G59 is used when a single peripheral nerve is damaged as a result of a systemic disease documented elsewhere, such as vasculitis-related mononeuropathy (with a code like M31.9 leading the claim) or neuropathy in arteriosclerotic occlusive disease (with an I70.xx code leading the claim). The underlying systemic condition must be identified and coded first. Diabetic mononeuropathy is excluded from G59 (Excludes1) and is coded with the diabetes-specific combination code (E08-E13 with .41) alone.
G59 converts approximately to ICD-9-CM 355.9 (Mononeuritis of unspecified site). This is an approximate crosswalk; the ICD-9 code did not carry the same mandatory etiology-manifestation sequencing requirement that ICD-10-CM applies to G59.

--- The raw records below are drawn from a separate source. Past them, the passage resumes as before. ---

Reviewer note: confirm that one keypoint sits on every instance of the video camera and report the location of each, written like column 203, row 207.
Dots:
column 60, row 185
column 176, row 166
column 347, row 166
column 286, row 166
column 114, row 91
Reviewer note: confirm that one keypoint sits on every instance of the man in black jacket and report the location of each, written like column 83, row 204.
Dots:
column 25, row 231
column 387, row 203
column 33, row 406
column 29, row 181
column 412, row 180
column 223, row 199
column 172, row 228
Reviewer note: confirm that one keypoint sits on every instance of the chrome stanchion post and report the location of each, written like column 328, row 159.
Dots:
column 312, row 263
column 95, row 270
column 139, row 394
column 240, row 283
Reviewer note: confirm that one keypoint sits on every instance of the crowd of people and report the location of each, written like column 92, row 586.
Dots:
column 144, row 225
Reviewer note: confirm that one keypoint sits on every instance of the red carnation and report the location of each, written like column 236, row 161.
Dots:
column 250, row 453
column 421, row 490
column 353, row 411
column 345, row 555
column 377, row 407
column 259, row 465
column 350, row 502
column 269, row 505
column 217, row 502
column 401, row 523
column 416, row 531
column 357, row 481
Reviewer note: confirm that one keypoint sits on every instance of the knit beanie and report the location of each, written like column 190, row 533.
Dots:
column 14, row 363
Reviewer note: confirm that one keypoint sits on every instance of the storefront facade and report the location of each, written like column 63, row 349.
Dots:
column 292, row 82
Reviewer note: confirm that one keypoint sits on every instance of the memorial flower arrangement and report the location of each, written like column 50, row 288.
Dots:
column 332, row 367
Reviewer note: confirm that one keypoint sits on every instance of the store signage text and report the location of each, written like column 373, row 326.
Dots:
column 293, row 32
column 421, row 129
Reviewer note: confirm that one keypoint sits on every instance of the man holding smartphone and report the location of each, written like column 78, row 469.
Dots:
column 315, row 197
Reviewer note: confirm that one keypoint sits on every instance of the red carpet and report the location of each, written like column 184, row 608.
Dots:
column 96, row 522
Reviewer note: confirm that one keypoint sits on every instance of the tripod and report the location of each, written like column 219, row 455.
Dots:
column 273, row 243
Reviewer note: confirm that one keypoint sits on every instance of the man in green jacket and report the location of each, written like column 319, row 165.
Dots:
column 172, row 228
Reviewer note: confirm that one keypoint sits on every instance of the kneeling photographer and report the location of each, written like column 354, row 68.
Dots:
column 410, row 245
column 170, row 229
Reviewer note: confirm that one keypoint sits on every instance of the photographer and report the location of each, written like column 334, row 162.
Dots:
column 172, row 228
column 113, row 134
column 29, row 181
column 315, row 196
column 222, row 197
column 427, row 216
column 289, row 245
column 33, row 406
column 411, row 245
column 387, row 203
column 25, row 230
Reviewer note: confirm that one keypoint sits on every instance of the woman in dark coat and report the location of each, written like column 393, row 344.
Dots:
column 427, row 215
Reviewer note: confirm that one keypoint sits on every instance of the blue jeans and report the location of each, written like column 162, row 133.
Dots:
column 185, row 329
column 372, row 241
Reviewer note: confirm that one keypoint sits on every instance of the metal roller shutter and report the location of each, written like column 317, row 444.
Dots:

Sequence the underlying systemic disease code first (for example, M31.9 for necrotizing vasculopathy or an I70.xx code for arteriosclerotic occlusive disease), then add G59 as the secondary manifestation code. Diabetic mononeuropathy is an exception: it is Excludes1 to G59, so it is coded with the diabetes combination code alone. The clinical documentation must explicitly link the nerve involvement to the underlying condition. Nerve conduction studies or EMG findings referenced in the provider note strengthen the coding rationale on audit.